TPArchambault edited this page Sep 3, 2023 · 32 revisions

Development resources

Various development resources.

Python GTK+ 3 with Glade

python bindings

Development Notes

Task and issue specific observations and notes.

Development Environment setup

Fedora 38 - Tested 8/15/23

The current Pipfile specifies Python3.6 which is the shipped version of Python on the supported RHEL8 platform, however developing over Python 3.6 is become more difficult due to the fact that a number of virtual environment tools and modules no longer support 3.6.

Modifying the Pipfile to specify Python3.10 eliminated a number of Python 3.6 setup dependency issues with no observed issues to this point in time. If you decide to got this route, install the following python3.10 packages:

sudo dnf install python3.10
sudo dnf install python3.10-devel

Depending on the state of your system in terms of currently installed packages, you may or may not need to install the following:

curl --proto '=https' --tlsv1.2 -sSf https://sh.rustup.rs | sh
sudo dnf install -y python-devel # python 3.11.+ is the FC38 default
sudo dnf install -y cairo cairo-devel python3-wheel pipenv gcc zlib-devel bzip2 bzip2-devel \
  readline-devel sqlite sqlite-devel openssl-devel tk-devel git python3-cairo-devel webkit2gtk4.0 \
  cairo-gobject-devel gobject-introspection-devel dbus-devel audit-libs-devel clang gtksourceview3 Xvfb

Fedora 34 through 37

The following was current with the state of the github repo at the time of its writing. These instructions have not been recently tested with the current repo and as such should be considered as a rough guideline. For instance, one recent feature, the embedded help system, has a dependency on the webkit2gtk4.0 package that is not in the following dnf install package list instructions.
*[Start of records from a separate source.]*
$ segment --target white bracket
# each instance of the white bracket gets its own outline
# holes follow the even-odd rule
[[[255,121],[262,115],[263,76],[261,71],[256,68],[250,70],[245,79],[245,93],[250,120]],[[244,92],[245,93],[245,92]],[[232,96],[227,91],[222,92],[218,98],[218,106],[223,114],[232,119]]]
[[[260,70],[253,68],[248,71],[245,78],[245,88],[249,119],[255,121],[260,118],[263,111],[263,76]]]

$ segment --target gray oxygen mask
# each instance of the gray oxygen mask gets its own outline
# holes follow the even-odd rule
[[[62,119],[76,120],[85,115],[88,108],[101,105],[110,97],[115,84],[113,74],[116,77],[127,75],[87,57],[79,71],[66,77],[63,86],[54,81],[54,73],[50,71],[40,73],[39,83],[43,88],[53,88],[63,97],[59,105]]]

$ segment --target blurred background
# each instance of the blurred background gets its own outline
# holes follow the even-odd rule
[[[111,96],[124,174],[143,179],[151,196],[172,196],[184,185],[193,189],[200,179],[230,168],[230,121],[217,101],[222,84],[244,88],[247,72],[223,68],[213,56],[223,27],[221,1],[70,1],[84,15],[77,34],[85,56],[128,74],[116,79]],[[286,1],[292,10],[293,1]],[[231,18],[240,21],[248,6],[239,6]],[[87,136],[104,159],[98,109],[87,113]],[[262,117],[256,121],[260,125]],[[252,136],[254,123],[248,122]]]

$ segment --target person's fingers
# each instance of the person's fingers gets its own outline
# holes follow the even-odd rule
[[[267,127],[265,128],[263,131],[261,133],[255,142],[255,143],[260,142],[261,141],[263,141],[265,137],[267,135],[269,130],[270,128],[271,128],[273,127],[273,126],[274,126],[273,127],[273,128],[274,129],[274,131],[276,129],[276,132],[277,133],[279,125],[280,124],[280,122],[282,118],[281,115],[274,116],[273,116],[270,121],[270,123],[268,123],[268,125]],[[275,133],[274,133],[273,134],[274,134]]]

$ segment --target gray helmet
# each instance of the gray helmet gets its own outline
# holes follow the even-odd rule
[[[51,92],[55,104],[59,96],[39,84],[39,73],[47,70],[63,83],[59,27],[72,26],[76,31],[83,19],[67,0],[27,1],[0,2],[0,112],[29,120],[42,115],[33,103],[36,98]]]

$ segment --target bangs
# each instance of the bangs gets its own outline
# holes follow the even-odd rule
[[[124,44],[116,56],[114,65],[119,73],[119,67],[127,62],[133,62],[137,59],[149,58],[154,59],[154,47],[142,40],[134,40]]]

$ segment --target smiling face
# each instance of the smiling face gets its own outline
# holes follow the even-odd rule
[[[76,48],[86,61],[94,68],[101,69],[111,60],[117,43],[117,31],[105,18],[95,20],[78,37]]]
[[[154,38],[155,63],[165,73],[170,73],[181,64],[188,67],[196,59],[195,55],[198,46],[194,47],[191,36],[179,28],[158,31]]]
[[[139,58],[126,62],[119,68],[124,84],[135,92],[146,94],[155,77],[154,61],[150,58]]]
It was omitted since its availability and/or compatibility with other packages on the target platforms has not been verified.

Depending on the state of your system in terms of currently installed packages, you may or may not need to install the following:

curl --proto '=https' --tlsv1.2 -sSf https://sh.rustup.rs | sh
sudo dnf install -y python-devel # python 3.9.+ is the default
sudo dnf install -y cairo cairo-devel python3-wheel gcc zlib-devel bzip2 bzip2-devel \
  readline-devel sqlite sqlite-devel openssl-devel tk-devel git python3-cairo-devel \
  cairo-gobject-devel gobject-introspection-devel dbus-devel audit-libs-devel clang gtksourceview3 Xvfb
pip install pipenv --user  # If your system Python version is >=3.7 see the note below.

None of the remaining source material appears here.